Hi,
we have a set of high-cardinality metrics and currently design recording rules, primarily to improve dashboard performance.
At a certain threshold, we observe group evaluation times exceeding the interval, thus leading to iteration misses [1].
In these cases, we can also see that the next iteration starts at the end of the last evaluation plus the interval. So the the iteration is not really skipped but rather delayed (the schedule has a lag).
What is the impact of this? Do we need to worry about iteration misses?
To be more concrete, here is one of our rule groups:
groups:
- name: http_server_requests_seconds_bucket
rules:
- record: app_method_uri_status_le:http_server_requests_seconds_bucket:rate1m
expr: sum by(app, method, uri, status, le) (rate(http_server_requests_seconds_bucket[1m]))

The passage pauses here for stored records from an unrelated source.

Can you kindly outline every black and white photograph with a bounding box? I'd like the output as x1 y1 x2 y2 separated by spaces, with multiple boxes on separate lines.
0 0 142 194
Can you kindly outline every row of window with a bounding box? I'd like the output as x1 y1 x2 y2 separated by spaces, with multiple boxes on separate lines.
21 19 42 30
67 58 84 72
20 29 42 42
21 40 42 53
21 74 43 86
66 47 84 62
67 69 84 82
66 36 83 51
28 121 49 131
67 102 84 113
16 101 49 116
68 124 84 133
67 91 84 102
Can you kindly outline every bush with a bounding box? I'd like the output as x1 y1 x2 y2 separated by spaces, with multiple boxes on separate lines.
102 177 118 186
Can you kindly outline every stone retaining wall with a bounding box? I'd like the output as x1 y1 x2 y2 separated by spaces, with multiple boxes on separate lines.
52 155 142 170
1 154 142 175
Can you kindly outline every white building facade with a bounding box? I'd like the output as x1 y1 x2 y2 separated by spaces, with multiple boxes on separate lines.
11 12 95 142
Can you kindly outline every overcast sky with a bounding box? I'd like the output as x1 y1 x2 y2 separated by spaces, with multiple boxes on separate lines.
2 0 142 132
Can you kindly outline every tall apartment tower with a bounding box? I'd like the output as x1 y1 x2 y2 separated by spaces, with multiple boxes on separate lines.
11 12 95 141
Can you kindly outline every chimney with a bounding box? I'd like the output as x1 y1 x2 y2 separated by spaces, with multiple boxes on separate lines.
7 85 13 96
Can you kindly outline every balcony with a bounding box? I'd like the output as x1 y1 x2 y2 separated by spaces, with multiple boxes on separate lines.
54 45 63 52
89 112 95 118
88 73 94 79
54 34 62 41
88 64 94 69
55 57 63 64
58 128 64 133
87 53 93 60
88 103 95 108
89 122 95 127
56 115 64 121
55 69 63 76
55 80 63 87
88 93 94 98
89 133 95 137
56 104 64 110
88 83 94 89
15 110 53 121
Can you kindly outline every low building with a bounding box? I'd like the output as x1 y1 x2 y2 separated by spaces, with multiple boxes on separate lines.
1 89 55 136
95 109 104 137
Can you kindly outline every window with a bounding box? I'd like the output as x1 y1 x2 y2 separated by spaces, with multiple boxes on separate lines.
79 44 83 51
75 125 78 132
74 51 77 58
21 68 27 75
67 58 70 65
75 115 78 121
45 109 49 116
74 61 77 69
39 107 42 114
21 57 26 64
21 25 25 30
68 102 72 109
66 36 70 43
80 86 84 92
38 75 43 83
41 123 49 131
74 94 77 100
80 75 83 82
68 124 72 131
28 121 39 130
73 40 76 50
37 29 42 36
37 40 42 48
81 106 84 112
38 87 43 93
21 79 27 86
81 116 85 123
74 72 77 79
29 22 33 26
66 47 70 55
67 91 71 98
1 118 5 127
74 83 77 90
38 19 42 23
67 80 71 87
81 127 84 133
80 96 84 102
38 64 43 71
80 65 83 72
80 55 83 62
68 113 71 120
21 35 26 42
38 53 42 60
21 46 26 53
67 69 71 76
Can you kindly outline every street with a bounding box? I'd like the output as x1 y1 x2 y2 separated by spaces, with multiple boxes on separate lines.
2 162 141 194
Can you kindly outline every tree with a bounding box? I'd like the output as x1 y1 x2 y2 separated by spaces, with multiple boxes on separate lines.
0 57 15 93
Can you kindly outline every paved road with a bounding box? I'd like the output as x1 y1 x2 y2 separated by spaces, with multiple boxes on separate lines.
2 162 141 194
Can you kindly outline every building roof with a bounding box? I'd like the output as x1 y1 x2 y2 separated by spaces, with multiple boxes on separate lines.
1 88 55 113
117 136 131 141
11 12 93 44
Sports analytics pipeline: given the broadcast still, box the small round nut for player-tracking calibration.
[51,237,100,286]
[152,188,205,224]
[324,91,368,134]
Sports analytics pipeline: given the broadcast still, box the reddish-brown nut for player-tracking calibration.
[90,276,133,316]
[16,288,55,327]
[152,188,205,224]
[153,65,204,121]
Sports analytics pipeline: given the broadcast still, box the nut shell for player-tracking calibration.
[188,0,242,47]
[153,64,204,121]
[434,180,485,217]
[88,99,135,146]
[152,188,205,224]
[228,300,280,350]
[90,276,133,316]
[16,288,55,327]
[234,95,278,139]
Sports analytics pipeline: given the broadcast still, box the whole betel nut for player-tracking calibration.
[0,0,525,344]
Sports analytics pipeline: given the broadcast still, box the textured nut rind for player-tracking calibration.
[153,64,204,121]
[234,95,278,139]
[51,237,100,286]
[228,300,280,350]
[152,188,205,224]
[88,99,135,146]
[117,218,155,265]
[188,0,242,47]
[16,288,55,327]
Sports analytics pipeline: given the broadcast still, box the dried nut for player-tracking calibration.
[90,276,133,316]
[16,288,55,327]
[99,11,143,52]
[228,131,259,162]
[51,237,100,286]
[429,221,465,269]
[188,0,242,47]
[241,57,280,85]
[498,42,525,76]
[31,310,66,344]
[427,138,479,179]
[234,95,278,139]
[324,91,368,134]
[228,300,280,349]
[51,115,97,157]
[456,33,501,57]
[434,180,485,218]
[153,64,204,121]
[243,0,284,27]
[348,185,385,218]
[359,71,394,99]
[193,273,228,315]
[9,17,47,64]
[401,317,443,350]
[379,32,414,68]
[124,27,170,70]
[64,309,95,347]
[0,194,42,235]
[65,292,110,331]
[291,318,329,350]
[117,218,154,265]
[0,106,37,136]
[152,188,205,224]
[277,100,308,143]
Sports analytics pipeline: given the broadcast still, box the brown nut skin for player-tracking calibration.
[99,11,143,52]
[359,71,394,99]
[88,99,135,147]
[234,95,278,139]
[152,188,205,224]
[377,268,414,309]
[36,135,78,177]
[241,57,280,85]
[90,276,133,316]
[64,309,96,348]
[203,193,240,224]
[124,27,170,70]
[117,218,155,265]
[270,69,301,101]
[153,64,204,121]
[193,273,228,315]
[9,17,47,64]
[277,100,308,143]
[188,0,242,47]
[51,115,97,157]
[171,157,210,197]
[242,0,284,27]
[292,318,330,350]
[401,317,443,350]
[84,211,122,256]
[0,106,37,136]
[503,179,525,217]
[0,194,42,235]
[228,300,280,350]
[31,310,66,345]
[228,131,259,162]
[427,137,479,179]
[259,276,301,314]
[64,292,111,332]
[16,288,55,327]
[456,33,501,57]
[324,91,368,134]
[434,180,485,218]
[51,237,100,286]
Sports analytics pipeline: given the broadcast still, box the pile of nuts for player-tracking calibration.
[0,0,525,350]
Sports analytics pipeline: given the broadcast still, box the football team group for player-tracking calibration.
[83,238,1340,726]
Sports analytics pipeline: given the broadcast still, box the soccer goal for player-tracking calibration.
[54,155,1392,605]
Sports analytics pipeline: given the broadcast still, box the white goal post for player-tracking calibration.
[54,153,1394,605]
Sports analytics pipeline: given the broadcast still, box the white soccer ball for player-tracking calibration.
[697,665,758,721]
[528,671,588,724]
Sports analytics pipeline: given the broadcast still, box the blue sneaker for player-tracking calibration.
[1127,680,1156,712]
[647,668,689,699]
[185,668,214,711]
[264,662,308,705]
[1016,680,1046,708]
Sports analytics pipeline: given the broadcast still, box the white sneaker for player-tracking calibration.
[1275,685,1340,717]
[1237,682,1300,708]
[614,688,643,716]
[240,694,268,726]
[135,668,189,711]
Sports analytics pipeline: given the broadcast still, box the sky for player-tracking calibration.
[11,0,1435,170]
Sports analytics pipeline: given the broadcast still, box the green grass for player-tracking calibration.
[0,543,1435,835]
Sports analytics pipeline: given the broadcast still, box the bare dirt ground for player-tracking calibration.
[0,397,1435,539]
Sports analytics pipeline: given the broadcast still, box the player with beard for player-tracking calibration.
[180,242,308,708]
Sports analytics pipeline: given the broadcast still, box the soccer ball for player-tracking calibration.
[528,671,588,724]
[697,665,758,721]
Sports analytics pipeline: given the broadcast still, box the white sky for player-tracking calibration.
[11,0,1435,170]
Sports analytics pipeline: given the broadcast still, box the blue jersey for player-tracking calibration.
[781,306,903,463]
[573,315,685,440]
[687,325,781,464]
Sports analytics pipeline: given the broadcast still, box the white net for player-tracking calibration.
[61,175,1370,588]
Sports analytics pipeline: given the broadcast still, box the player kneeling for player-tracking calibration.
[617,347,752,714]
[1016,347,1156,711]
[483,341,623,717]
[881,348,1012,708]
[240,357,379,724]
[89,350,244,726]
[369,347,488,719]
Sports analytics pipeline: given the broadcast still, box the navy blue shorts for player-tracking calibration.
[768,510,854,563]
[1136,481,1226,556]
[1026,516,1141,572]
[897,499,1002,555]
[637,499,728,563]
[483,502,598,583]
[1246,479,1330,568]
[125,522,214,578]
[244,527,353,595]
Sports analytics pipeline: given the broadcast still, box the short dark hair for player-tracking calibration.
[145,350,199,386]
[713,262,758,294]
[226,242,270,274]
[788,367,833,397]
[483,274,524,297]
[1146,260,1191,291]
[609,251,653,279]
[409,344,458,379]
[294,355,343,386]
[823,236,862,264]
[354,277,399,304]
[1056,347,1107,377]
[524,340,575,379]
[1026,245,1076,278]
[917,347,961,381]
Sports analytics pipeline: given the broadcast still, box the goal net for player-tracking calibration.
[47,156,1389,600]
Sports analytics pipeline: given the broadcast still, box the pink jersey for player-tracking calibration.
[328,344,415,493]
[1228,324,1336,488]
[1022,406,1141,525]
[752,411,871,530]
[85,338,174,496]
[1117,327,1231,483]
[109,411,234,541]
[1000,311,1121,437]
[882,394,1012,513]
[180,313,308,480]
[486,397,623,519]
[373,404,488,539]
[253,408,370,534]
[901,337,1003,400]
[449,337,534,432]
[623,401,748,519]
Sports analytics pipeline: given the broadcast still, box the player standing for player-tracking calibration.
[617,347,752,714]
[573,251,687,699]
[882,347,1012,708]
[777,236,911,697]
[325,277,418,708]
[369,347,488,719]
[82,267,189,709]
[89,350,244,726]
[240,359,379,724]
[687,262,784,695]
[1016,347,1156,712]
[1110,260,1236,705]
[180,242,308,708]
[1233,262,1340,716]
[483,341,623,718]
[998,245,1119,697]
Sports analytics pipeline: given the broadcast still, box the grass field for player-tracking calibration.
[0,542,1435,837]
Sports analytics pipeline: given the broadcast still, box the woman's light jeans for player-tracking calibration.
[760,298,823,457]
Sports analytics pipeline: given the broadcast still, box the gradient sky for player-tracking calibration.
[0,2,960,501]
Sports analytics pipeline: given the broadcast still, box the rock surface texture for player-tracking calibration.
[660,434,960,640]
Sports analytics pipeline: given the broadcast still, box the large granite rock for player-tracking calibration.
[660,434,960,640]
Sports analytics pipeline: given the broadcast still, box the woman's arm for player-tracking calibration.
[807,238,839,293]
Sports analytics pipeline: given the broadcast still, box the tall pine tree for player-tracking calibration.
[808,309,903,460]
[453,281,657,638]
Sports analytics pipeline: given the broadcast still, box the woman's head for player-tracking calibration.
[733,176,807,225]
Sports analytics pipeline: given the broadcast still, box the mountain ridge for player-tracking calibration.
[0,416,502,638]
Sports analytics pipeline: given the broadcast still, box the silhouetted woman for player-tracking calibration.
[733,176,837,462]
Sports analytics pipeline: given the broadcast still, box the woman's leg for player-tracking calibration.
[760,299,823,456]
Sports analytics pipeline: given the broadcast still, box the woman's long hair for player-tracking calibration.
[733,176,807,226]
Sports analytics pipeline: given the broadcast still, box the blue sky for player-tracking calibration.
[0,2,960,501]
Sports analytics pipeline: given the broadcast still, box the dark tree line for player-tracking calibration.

- record: app_le:http_server_requests_seconds_bucket:rate1m
expr: sum by(app, le) (app_method_uri_status_le:http_server_requests_seconds_bucket:rate1m)
The scrape interval is set to 15s, the evaluation interval to 30s.
With ~3Mio time series [2], we see evaluation times of ~1m.
[1] We use "prometheus_rule_group_iterations_missed_total" to monitor iteration misses
[2] We have a little test tool to simulate load on prometheus before rolling this out. We're trying to find limits of a single prometheus instance before scaling horizontally (federation) or reaching for e.g., Thanos, Cortex.